270 bis 280 Geflüchtete soll Wernigerode ab 2016 aufnehmen. Auf einer Anwohnerversammlung wurde darüber informiert.

Von Jörn Wegner 11.11.2015, 16:35

Wernigerode l „Ich würde meinem Sohn auch sagen: ‚Sieh zu, dass es dir besser geht‘“, sagt Dietmar Schellbach. Der Leiter des Polizeireviers Harz steht am Dienstagabend vor gut 200 Menschen, die sich in der Aula des Stadtfeld-Gymnasiums versammelt haben. Der Platz ist kaum ausreichend, viele stehen im Eingangsbereich des Saals. Thema der Bürgerversammlung ist die Einrichtung einer Unterkunft für Asylbewerber im nahen ehemaligen Lehrlingsheim an der Kohlgartenstraße in Wernigerode.

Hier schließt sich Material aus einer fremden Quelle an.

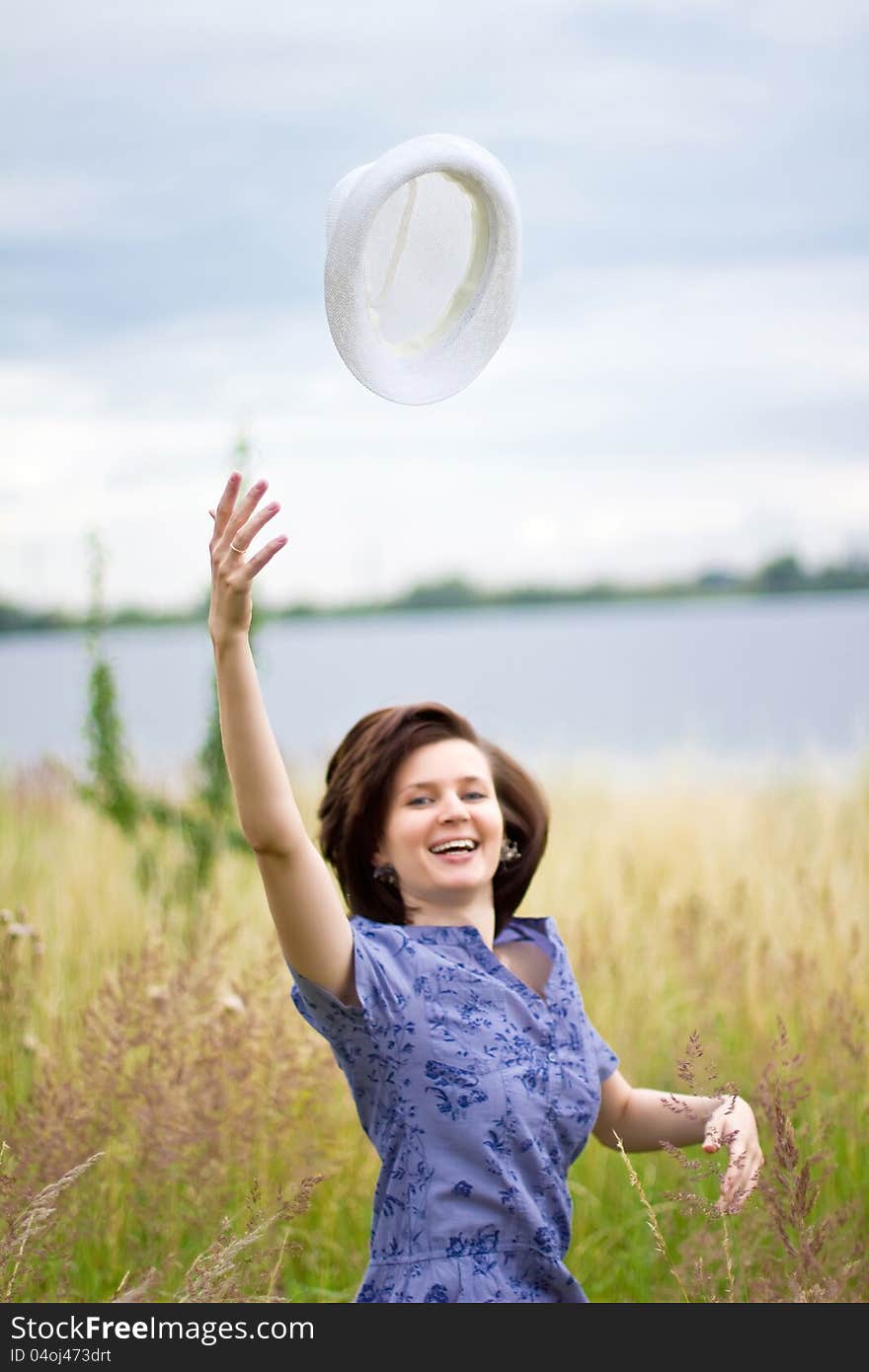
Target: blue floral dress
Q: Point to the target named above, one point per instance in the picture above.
(478, 1095)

Schellbach war zu der Veranstaltung eingeladen, um über Kriminalität und deren Bekämpfung zu sprechen. Ängste gibt es viele, das machen die Wortmeldungen deutlich. Die einen fürchten Übergriffe auf die Bewohner der Flüchtlingsunterkunft, die anderen Straftaten der Asylbewerber. Schellbach verweist auf die Kriminalitätsstatistik im Landkreis Harz. Mit dem drastischen Anstieg der Flüchtlinge sei kein signifikanter Anstieg der Straftaten zu verzeichnen, sagt der Polizeichef, mit Ausnahme eines Tatbestands: illegale Einreise. Schellbach geht auch auf Falschmeldungen und Gerüchte ein, die vor allem über das Online-Netzwerk Facebook verbreitet werden. Dort wird etwa behauptet, dass ein Supermarkt in Halberstadt wegen Diebstählen schließen müsse, dass diese Diebstähle aber nicht zur Anzeige gebracht werden dürften. Und weiter: Asylbewerber hätten im Tiergarten Halberstadt Ziegen gestohlen und geschlachtet. Alles falsch, sagt Schellbach, auch wenn Zwischenrufe deutlich machen, dass einige die Ziegengeschichte doch glauben. „Es sind einfach mehr Menschen unterwegs, und zwar mehr Menschen, die anders aussehen“, sagt Schellbach.

Mehr Menschen werden es im kommenden Jahr auch in Wernigerode. 270 bis 280 Geflüchtete werde die Stadt nach derzeitigen Planungen aufnehmen, sagt Oberbürgermeister Peter Gaffert. Im Lehrlingsheim sollen vorerst 60 von ihnen unterkommen.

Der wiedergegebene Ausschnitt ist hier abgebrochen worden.